We also wanted to prove that we could utilize our four-laser reflectometer.  When we couldn’t reach the Moon, we sought to test this instrument by seeing if it would be possible for us to fire these lasers in space and whether we could see them at observatories on Earth, which we did.

Overall, those are successes for the technology demonstration mission. We knew that we could fire the lasers and we knew we knew this propellant worked. We’ve escaped Earth’s orbit, and we’re currently in solar orbit. We are using our star tracker as a kind of image taker for an image campaign for Professor John Christian’s Optical Navigation group.

Also, Georgia Tech was instrumental in building out the fundamentals and allowing me to get involved with the areas that I’m interested in. I realized very early on that I wanted to go into that system, engineering space, and the flight operations realm. What's really great is that you can just email a professor to ask for an opportunity.
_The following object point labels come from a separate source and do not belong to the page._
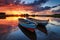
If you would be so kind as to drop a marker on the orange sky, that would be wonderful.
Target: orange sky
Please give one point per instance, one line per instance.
(13, 9)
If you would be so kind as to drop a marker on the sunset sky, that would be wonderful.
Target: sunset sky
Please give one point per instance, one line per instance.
(42, 7)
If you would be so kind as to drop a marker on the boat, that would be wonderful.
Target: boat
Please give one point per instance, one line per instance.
(28, 28)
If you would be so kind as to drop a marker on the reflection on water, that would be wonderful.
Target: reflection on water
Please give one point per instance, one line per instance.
(10, 31)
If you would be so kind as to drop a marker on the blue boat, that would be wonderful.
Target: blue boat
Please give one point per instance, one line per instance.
(28, 28)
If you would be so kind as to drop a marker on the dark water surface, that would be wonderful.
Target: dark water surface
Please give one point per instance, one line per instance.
(10, 31)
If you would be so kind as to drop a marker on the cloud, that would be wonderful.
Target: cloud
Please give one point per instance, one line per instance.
(38, 2)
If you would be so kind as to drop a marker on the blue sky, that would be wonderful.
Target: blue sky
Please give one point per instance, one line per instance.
(52, 3)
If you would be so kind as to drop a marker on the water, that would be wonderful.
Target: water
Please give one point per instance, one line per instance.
(9, 29)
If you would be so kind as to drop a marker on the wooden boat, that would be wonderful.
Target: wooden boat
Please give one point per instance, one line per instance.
(28, 28)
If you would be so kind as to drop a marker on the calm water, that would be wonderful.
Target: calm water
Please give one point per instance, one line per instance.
(9, 29)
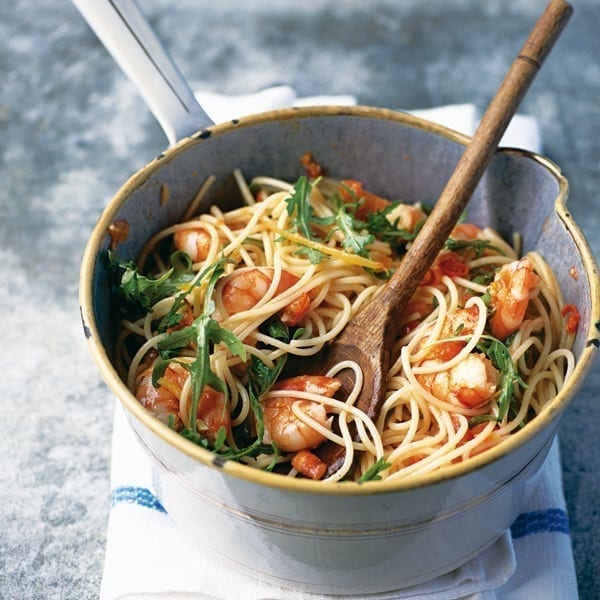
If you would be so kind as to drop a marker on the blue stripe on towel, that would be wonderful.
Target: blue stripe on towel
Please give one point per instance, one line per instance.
(540, 521)
(136, 495)
(537, 521)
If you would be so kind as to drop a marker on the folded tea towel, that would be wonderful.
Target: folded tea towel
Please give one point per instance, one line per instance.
(147, 557)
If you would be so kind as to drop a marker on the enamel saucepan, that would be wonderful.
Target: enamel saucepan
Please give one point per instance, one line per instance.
(345, 538)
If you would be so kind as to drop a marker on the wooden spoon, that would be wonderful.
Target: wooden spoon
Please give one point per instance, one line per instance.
(369, 337)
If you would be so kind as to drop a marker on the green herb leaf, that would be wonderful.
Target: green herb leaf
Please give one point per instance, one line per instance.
(388, 231)
(204, 333)
(374, 472)
(144, 291)
(299, 207)
(354, 239)
(478, 246)
(499, 355)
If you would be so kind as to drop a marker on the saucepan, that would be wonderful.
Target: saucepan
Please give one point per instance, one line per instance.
(345, 537)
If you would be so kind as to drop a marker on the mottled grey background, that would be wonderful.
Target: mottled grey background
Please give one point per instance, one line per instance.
(72, 129)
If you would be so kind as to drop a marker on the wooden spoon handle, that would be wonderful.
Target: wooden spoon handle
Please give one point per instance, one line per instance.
(477, 155)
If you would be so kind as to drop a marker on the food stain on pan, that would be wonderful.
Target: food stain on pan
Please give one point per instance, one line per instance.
(165, 193)
(118, 232)
(86, 330)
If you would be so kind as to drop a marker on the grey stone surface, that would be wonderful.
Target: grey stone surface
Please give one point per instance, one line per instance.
(72, 129)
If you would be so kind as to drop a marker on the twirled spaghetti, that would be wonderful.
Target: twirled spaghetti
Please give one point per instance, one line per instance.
(231, 296)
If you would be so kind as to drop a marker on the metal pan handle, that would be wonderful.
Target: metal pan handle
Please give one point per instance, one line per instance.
(127, 35)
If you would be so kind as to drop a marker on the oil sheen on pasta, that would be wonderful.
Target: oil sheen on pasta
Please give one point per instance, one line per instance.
(218, 304)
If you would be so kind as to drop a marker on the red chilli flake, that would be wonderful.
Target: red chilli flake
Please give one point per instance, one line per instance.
(572, 317)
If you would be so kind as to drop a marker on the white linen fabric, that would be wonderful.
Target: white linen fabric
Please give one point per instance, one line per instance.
(148, 558)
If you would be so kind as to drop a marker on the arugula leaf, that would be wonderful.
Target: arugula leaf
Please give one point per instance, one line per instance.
(388, 231)
(213, 272)
(205, 333)
(354, 240)
(373, 473)
(299, 207)
(478, 246)
(499, 355)
(144, 291)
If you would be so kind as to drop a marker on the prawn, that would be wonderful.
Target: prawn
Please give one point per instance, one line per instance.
(513, 286)
(463, 322)
(471, 383)
(283, 427)
(163, 401)
(195, 242)
(243, 289)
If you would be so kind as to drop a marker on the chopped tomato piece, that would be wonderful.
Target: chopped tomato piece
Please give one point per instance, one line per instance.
(572, 317)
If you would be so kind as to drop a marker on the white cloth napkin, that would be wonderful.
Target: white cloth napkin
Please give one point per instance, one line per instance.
(148, 558)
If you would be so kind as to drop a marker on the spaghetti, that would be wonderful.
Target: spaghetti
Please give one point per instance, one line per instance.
(217, 304)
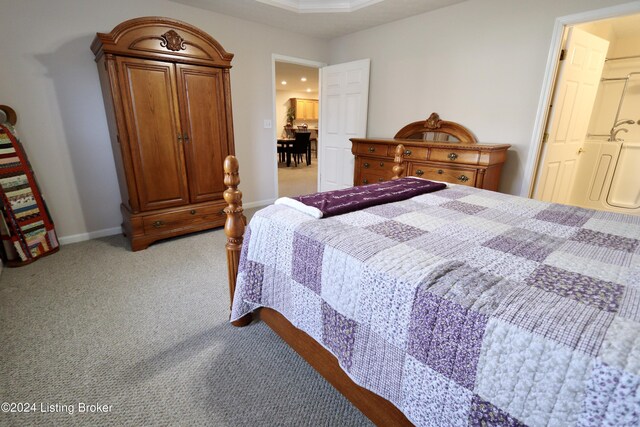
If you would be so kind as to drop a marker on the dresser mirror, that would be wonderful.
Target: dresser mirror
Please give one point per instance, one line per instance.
(436, 130)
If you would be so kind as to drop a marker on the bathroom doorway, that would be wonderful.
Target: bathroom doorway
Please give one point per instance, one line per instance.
(590, 146)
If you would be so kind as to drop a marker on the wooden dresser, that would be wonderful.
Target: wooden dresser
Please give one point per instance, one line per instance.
(434, 149)
(167, 97)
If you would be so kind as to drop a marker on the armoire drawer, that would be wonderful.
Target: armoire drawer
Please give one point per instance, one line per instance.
(183, 218)
(368, 165)
(469, 157)
(457, 176)
(372, 149)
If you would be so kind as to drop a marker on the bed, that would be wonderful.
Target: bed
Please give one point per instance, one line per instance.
(457, 307)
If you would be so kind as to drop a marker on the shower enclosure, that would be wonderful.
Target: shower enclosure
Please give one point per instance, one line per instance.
(608, 175)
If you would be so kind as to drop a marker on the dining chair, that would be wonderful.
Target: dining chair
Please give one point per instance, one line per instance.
(301, 146)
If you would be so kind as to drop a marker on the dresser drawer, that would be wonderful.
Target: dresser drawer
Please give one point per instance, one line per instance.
(456, 176)
(368, 164)
(452, 155)
(193, 217)
(410, 152)
(372, 149)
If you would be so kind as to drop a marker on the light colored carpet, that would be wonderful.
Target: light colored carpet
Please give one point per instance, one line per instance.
(295, 181)
(147, 333)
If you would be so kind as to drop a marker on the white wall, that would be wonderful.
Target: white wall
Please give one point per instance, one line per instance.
(480, 63)
(50, 78)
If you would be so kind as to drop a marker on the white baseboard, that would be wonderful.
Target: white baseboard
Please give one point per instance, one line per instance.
(74, 238)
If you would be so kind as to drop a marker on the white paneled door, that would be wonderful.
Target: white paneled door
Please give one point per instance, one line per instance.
(344, 97)
(575, 92)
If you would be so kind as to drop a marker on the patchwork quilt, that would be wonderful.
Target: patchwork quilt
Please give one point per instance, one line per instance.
(463, 306)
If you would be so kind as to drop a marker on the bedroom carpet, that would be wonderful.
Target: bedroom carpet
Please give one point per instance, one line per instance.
(147, 333)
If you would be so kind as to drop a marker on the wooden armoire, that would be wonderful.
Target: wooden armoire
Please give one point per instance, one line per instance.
(167, 97)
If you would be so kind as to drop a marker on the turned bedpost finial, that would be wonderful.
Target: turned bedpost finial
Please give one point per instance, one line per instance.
(398, 168)
(234, 226)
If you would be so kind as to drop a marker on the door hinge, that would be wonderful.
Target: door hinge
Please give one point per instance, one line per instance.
(563, 54)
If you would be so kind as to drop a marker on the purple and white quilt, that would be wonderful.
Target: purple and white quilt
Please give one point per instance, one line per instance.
(463, 306)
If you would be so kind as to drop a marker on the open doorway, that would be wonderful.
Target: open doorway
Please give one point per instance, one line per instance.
(296, 126)
(590, 149)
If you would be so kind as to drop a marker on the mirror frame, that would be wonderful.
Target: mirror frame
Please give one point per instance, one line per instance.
(416, 130)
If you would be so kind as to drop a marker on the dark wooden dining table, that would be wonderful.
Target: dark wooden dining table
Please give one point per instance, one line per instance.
(287, 143)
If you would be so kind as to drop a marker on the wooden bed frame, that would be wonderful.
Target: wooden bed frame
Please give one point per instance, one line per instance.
(376, 408)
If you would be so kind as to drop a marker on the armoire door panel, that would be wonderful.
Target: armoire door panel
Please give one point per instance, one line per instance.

I emailed Professor Glenn Lightsey a couple of times and after a couple responses he said, "Yeah, I have this great project for you".

What advice would you give to an underclassman who would like to follow the same path?
Seek out the upperclassmen early because they will have the experience to give you input and guidance.

Be persistent. Asking doesn't hurt. So, if you keep asking, someone's going to end up saying yes. Cold emails are super important, something I learned later in the game, but cold emailing people actually works. If you want to be part of a lab, email the professor and continue emailing them, if they don’t respond right away. Say, hey, I'm still interested in this position. I’d love to have a conversation with you about it, even if you don't have an opportunity right now. It's the best advice I can give.